Posts Tagged ‘critics’

The Barred of Avon

Posted in General, On This Day on April 23rd, 2009 by Eugene Finerman – 2 Comments

Happy Birthday William Shakespeare!  Instead of blowing out candles, however, the fashion is to try snuffing out his reputation.

Among the cultural arbiters of Western Civilization, Shakespeare’s birthday is now celebrated by denouncing him as merely the front for an aristocratic, university-educated but evidently shy author.  The graduates of Real Cambridge and Nouveau Cambridge insist that a mere yeoman would be incapable of such creativity.
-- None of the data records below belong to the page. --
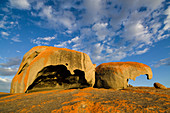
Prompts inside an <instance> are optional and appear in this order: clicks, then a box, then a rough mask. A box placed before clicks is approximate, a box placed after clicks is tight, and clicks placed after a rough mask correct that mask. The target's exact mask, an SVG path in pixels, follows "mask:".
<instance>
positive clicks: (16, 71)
mask: <svg viewBox="0 0 170 113" xmlns="http://www.w3.org/2000/svg"><path fill="white" fill-rule="evenodd" d="M5 59H6V58H5ZM6 60H7V61H6V62H5V63H0V76H12V75H15V74H16V72H17V70H18V66H19V64H20V62H21V59H20V58H18V57H13V58H7V59H6Z"/></svg>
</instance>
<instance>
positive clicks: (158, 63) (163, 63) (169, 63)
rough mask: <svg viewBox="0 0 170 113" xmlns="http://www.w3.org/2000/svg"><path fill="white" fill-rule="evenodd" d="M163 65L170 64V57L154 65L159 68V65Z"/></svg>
mask: <svg viewBox="0 0 170 113" xmlns="http://www.w3.org/2000/svg"><path fill="white" fill-rule="evenodd" d="M163 65H166V66H170V58H165V59H161V60H160V61H157V62H156V63H155V64H153V65H152V66H154V67H156V68H157V67H160V66H163Z"/></svg>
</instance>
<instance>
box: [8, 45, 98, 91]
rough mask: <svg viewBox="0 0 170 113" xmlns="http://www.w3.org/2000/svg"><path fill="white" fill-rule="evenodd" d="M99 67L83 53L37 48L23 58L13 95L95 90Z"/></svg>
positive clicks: (25, 55)
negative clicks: (13, 94) (98, 69)
mask: <svg viewBox="0 0 170 113" xmlns="http://www.w3.org/2000/svg"><path fill="white" fill-rule="evenodd" d="M94 83H95V66H94V65H93V64H92V62H91V60H90V57H89V56H88V55H87V54H85V53H82V52H78V51H74V50H69V49H66V48H56V47H48V46H37V47H34V48H32V49H31V50H29V51H28V52H27V53H26V54H25V55H24V57H23V60H22V62H21V65H20V67H19V69H18V72H17V74H16V75H15V77H14V78H13V80H12V83H11V93H25V92H32V91H38V90H50V89H69V88H83V87H92V86H93V85H94Z"/></svg>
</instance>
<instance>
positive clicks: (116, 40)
mask: <svg viewBox="0 0 170 113" xmlns="http://www.w3.org/2000/svg"><path fill="white" fill-rule="evenodd" d="M164 1H165V0H149V1H148V0H142V1H141V0H138V1H135V0H134V1H132V0H126V1H125V0H119V1H115V0H95V1H94V0H82V1H62V2H61V1H57V2H56V1H53V4H54V5H50V4H48V1H34V4H32V3H33V2H32V1H31V2H30V3H29V4H31V5H30V6H32V7H31V8H33V9H34V10H31V14H32V16H34V17H36V16H38V17H40V21H37V22H35V23H38V25H40V26H42V27H45V28H54V29H55V30H56V31H57V33H59V34H62V35H64V37H65V36H67V37H68V38H67V39H68V40H66V39H63V41H61V40H58V43H56V44H54V46H56V47H65V48H70V49H74V50H79V51H83V52H85V53H87V54H89V55H90V56H91V57H92V59H93V61H94V62H100V61H101V59H103V60H105V61H107V60H109V61H111V60H121V59H123V58H125V57H126V56H131V55H141V54H143V53H146V52H147V51H148V50H149V48H150V46H152V44H154V43H155V42H157V41H159V40H161V39H165V38H167V37H168V36H169V35H168V34H164V32H165V31H166V30H168V29H169V8H167V9H166V10H165V11H164V8H163V7H164V4H162V2H164ZM30 6H29V8H30ZM162 15H167V17H165V18H162ZM160 19H162V20H161V22H160ZM164 24H165V26H164ZM163 26H164V28H163ZM75 35H77V37H75ZM72 36H73V37H72ZM71 38H72V39H71ZM51 40H53V38H52V37H45V38H42V37H38V38H36V39H32V43H35V44H37V45H49V44H50V41H51Z"/></svg>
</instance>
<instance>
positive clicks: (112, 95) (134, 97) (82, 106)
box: [0, 87, 170, 113]
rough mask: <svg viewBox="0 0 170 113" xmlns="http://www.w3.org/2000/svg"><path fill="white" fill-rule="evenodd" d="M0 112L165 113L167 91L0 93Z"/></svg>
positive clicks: (151, 89)
mask: <svg viewBox="0 0 170 113" xmlns="http://www.w3.org/2000/svg"><path fill="white" fill-rule="evenodd" d="M0 112H2V113H6V112H24V113H25V112H52V113H103V112H106V113H109V112H111V113H124V112H128V113H129V112H130V113H131V112H133V113H150V112H152V113H168V112H170V88H168V89H167V90H164V89H155V88H153V87H132V88H130V87H129V88H127V89H125V90H114V89H96V88H94V89H93V88H85V89H70V90H53V91H42V92H34V93H29V94H7V93H0Z"/></svg>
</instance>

Yet, I cannot imagine that the Earl of Oxford, Christopher Marlowe or Francis Bacon would want to claim credit for “Titus Andronicus.”  Who would?  And all three parts of “Henry VI” do not add up to one good play.   The trilogy is a mess, a slapdash concoction of convoluted history and overripe melodrama. Its plot is virtually impenetrable. There are moments of great theater and traces of brilliant language but they merely glint in the din and confusion of these chaotic plays.

These plays clearly are not the works of a polished aristocrat. On the contrary, they are the early works of a very undisciplined writer who is eager to ingratiate himself to the public. True, these plays were popular, perhaps for the same reasons that movies about mad slashers are popular today.

By the time that Shakespeare wrote “Richard III”, he had developed some discipline. The play may still be an overripe melodrama but it is well-done.  If you believe in creative evolution, it is possible that the perpetrator of “Titus Andronicus” would eventually write “Hamlet” and “The Tempest.” 

But who am I to disagree with “The New York Times”?